Routines for converting between different character encodings. On UNIX, this uses the iconv library, on Windows the Windows API.

The following example shows how to change character encodings.


import std/encodings
when defined(windows):
    orig = "öäüß"
    # convert `orig` from "UTF-8" to "CP1252"
    cp1252 = convert(orig, "CP1252", "UTF-8")
    # convert `cp1252` from "CP1252" to "ibm850"
    ibm850 = convert(cp1252, "ibm850", "CP1252")
    current = getCurrentEncoding()
  assert orig == "\195\182\195\164\195\188\195\159"
  assert ibm850 == "\148\132\129\225"
  assert convert(ibm850, current, "ibm850") == orig
The example below uses a reuseable EncodingConverter object which is created by open with destEncoding and srcEncoding specified. You can use convert on this object multiple times.


import std/encodings
when defined(windows):
  var fromGB2312 = open("utf-8", "gb2312")
  let first = "\203\173\197\194\163\191\210\187" &
  assert fromGB2312.convert(first) == "谁怕?一蓑烟雨任平生"

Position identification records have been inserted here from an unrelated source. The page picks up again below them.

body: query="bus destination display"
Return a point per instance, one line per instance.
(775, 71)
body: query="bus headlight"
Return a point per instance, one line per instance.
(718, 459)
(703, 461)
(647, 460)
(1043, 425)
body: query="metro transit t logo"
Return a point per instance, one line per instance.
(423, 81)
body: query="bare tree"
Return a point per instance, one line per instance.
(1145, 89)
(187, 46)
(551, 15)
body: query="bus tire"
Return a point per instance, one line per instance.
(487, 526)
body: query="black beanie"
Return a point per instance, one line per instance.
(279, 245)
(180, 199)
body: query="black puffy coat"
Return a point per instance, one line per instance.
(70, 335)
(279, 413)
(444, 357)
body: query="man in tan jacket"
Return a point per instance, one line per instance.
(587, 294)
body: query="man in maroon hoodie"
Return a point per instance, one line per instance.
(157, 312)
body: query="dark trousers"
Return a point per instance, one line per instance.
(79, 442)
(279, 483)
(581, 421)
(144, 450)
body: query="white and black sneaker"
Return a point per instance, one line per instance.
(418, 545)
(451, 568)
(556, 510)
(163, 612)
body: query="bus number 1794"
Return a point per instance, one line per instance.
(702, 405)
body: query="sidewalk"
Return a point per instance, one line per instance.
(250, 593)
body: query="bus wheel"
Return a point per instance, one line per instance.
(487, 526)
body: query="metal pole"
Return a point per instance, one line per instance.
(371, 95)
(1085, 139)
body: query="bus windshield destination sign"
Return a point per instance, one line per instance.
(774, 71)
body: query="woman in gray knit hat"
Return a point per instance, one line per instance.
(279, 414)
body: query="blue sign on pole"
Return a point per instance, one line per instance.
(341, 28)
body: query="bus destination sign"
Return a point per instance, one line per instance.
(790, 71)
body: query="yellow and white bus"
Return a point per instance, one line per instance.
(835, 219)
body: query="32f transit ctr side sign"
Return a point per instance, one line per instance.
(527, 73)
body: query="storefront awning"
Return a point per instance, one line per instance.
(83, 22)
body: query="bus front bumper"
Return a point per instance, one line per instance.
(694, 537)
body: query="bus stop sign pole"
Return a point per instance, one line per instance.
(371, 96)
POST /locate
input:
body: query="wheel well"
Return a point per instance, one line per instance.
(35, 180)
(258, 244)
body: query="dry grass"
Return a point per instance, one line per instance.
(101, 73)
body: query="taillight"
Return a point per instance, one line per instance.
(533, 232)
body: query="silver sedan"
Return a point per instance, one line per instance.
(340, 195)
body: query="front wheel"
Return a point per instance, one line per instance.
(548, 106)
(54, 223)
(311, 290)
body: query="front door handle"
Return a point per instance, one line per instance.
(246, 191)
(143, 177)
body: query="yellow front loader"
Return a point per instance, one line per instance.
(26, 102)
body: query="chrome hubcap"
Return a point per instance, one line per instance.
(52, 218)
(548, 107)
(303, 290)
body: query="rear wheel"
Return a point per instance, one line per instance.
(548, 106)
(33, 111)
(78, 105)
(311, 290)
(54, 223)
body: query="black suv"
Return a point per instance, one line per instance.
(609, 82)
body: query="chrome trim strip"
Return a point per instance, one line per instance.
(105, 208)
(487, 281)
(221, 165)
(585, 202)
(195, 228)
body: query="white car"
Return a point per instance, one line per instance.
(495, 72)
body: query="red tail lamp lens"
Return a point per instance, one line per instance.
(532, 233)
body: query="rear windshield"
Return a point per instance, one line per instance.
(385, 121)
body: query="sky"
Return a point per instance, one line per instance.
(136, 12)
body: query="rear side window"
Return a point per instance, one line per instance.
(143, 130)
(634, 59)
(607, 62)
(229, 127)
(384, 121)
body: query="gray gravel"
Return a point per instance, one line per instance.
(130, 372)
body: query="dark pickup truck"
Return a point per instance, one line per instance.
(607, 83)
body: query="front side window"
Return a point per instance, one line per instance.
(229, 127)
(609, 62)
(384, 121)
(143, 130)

  let second = "\211\208\176\215\205\183\200\231" &
  assert fromGB2312.convert(second) == "有白头如新,倾盖如故"


EncodingConverter = object
  dest, src: CodePage
EncodingError = object of ValueError
Exception that is raised for encoding errors.

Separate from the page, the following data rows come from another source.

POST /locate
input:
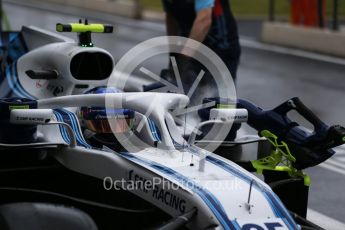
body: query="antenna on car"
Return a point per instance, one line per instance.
(84, 30)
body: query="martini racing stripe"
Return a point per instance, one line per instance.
(70, 118)
(211, 201)
(276, 205)
(274, 201)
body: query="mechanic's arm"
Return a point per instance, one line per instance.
(201, 25)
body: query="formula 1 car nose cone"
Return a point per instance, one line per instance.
(13, 133)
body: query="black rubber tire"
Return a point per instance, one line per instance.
(40, 216)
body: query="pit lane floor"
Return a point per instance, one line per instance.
(268, 75)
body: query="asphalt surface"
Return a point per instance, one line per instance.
(265, 77)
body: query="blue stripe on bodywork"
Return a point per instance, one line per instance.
(274, 201)
(211, 201)
(62, 128)
(154, 131)
(69, 118)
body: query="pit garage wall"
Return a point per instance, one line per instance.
(317, 40)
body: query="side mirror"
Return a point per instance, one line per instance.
(229, 115)
(220, 116)
(31, 116)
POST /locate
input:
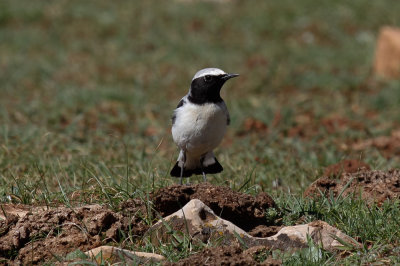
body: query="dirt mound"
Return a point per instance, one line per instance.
(230, 255)
(243, 210)
(373, 185)
(40, 237)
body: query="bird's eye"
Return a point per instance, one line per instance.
(207, 78)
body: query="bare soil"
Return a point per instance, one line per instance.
(389, 146)
(38, 235)
(372, 185)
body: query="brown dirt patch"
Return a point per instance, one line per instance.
(38, 237)
(345, 166)
(230, 255)
(389, 146)
(245, 211)
(372, 185)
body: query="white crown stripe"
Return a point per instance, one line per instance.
(208, 71)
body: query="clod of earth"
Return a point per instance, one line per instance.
(35, 237)
(345, 166)
(372, 185)
(244, 210)
(200, 222)
(115, 255)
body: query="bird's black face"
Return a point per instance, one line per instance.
(206, 89)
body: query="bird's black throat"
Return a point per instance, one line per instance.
(206, 90)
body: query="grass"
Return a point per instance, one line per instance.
(88, 88)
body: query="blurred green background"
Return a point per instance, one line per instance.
(87, 89)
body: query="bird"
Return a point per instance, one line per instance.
(199, 123)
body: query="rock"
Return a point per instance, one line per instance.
(201, 223)
(115, 255)
(387, 55)
(245, 211)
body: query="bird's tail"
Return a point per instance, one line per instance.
(208, 164)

proc close(c: EncodingConverter) {....raises: [], tags: [].}
Frees the resources the converter c holds.
proc codePageToName(c: CodePage): string {....raises: [], tags: [].}
proc convert(c: EncodingConverter; s: string): string {.
    ...raises: [EncodingError, OSError], tags: [].}
proc convert(s: string; destEncoding = "UTF-8"; srcEncoding = "CP1252"): string {.
    ...raises: [ValueError, EncodingError, EncodingError, OSError], tags: [].}
Converts s to destEncoding. It assumed that s is in srcEncoding. This opens a converter, uses it and closes it again and is thus more convenient but also likely less efficient than re-using a converter.
Warning: UTF-16BE and UTF-32 conversions are not supported on Windows.
proc getCurrentEncoding(uiApp = false): string {....raises: [], tags: [].}
Retrieves the current encoding. On Unix, "UTF-8" is always returned. The uiApp parameter is Windows specific. If true, the UI's code-page is returned, if false, the Console's code-page is returned.
proc nameToCodePage(name: string): CodePage {....raises: [ValueError], tags: [].}
proc open(destEncoding = "UTF-8"; srcEncoding = "CP1252"): EncodingConverter {.
    ...raises: [ValueError, EncodingError], tags: [].}
Opens a converter that can convert from srcEncoding to destEncoding. Raises IOError if it cannot fulfill the request.